Explainable AI using Vision Transformers on Skin Disease Images

Shanel Gauthier, Data Scientist

Thursday, 15 September 2022

Over the past decade, we have witnessed tremendous breakthroughs in the field of deep learning. The medical field has benefited from all those advances where various Computer Aided Diagnosis (CAD) systems were offered to aid and facilitate the task of physicians.

Oro Health provides tools to healthcare professionals to create their virtual presence. Early on, Oro Health decided to develop AI solutions in the medical field. The foundations of Oro Health were laid by the birth of Dermago which allows patients to consult a dermatologist from the comfort of their home. Thus, we concentrated our effort on conducting robust experiments to classify skin disease images from real-world data.

After several conversations with dermatologists, it was clear that AI-explainability is a key component for physicians to trust deep learning models. But what exactly is AI-explainability?

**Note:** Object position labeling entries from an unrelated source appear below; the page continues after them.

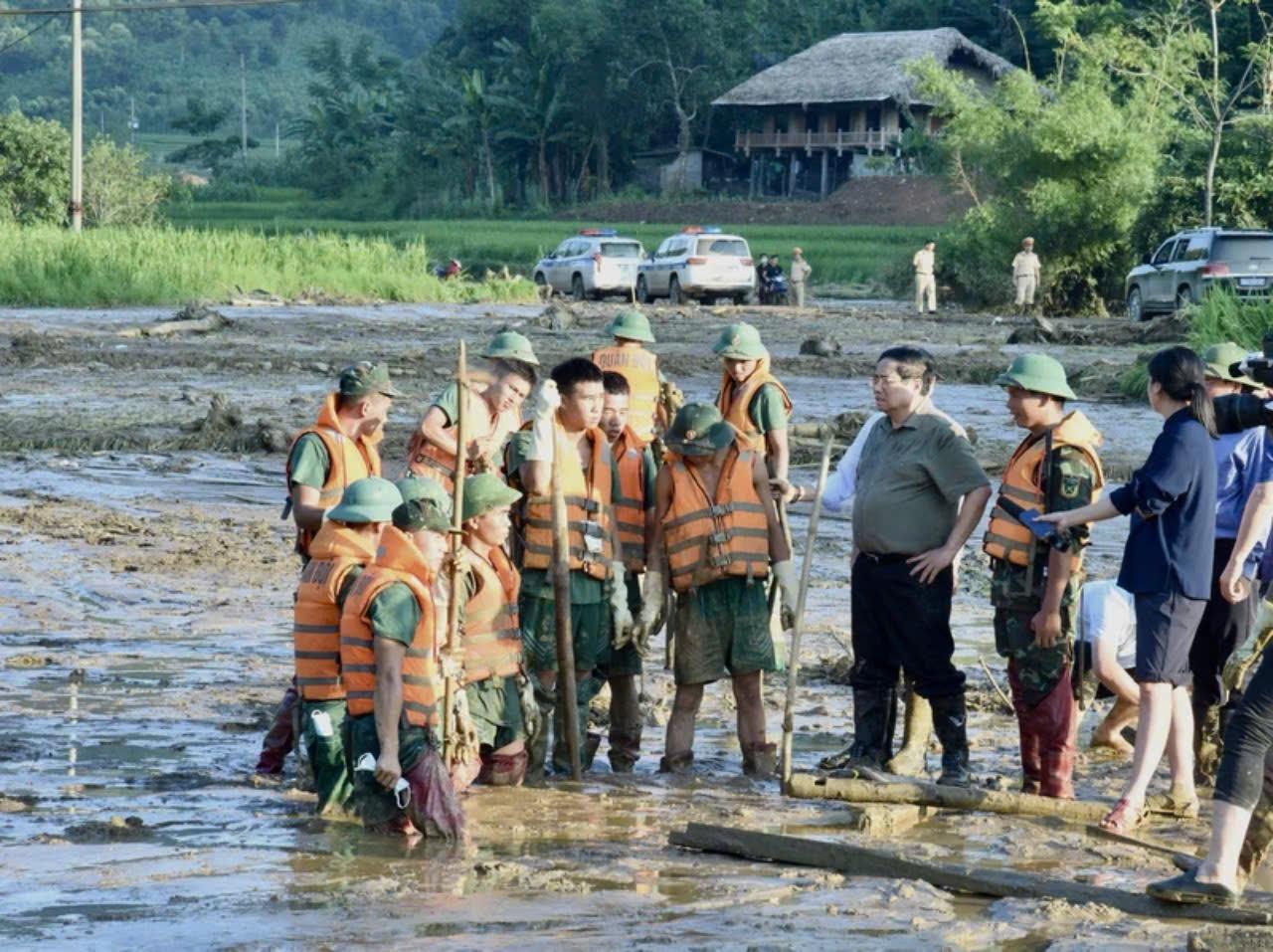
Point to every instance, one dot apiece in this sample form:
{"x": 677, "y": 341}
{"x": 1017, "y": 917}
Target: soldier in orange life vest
{"x": 1034, "y": 587}
{"x": 564, "y": 415}
{"x": 717, "y": 524}
{"x": 325, "y": 459}
{"x": 631, "y": 360}
{"x": 394, "y": 668}
{"x": 344, "y": 545}
{"x": 491, "y": 415}
{"x": 751, "y": 399}
{"x": 491, "y": 636}
{"x": 635, "y": 514}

In frontiersin.org, they define it as: “a set of tools and frameworks that can help to comprehend and interpret Machine Learning (ML) predictions” [1].

For dermatologists, it can be hard to trust a tool they don’t understand. Thus, being able to explain why a decision is taken by a model is crucial. Therefore, we focus on this topic to improve the understanding of our AI solutions.

Explainability in Computer Vision

Convolutional Neural Network (CNN) is a widely used deep learning algorithm in Computer Vision (CV) that takes the spatial information of images into account. Various techniques have been developed to visualize image areas that contribute the most to CNN predictions. These techniques are used to visualize the decision process of deep models.

Most visualization techniques belong to one of these two classes: gradient methods and attribution methods [2]. Gradient-based methods rely on backpropagating through a CNN to compute the gradients with respect to the input of each layer. A lot of techniques in this category are implemented in the grad-cam PyTorch package. The second class of methods ‘attribution methods’ is based on the Deep Taylor Decomposition (DTD) framework.

Proposed Approach

In 2022, Vision Transformer (ViT) models are now widely used in a variety of computer vision tasks and are considered a competitive alternative to CNNs [3]. ViT consists of attention mechanisms (self-attention layers) that assign pairwise attention values between two image patches.

With the previously alluded techniques to generate relevancy maps, it is not clear how to apply these methods to the discrete image patches used in ViTs. Chefer et al. [2] propose, in their Transformer interpretability beyond attention visualization paper, a new way to visualize parts of an image that led to a classification using transformer-based models. Their approach yields state-of-the-art results compared to various methods and is based on assigning local relevance scores using the DTD principle and propagating the scores through all layers [2].

Applied Classification Task on Skin Disease Images: Our step-by-step tutorial

The proposed approach [2] is accompanied by a GitHub repository [4]. In the repository, the authors included a notebook to demonstrate how to create the visualizations.

In this section, we give a step-by-step tutorial on how we use their code to visualize parts of an image that led to a prediction using our skin disease classifier. Note that we use the PyTorch framework.

We utilize a ViT model, pretrained on ImageNet-1k. The ViT is the algorithm that yields the best performance for our task at hand so far. We fine-tune the model for our specific task which is to classify skin diseases on real-world images. In our experiment, we use the Timm [5] repository to fine-tune a pretrained ViT model.

The Timm package makes it very easy to fine-tune a pretrained model, which makes life easier for us.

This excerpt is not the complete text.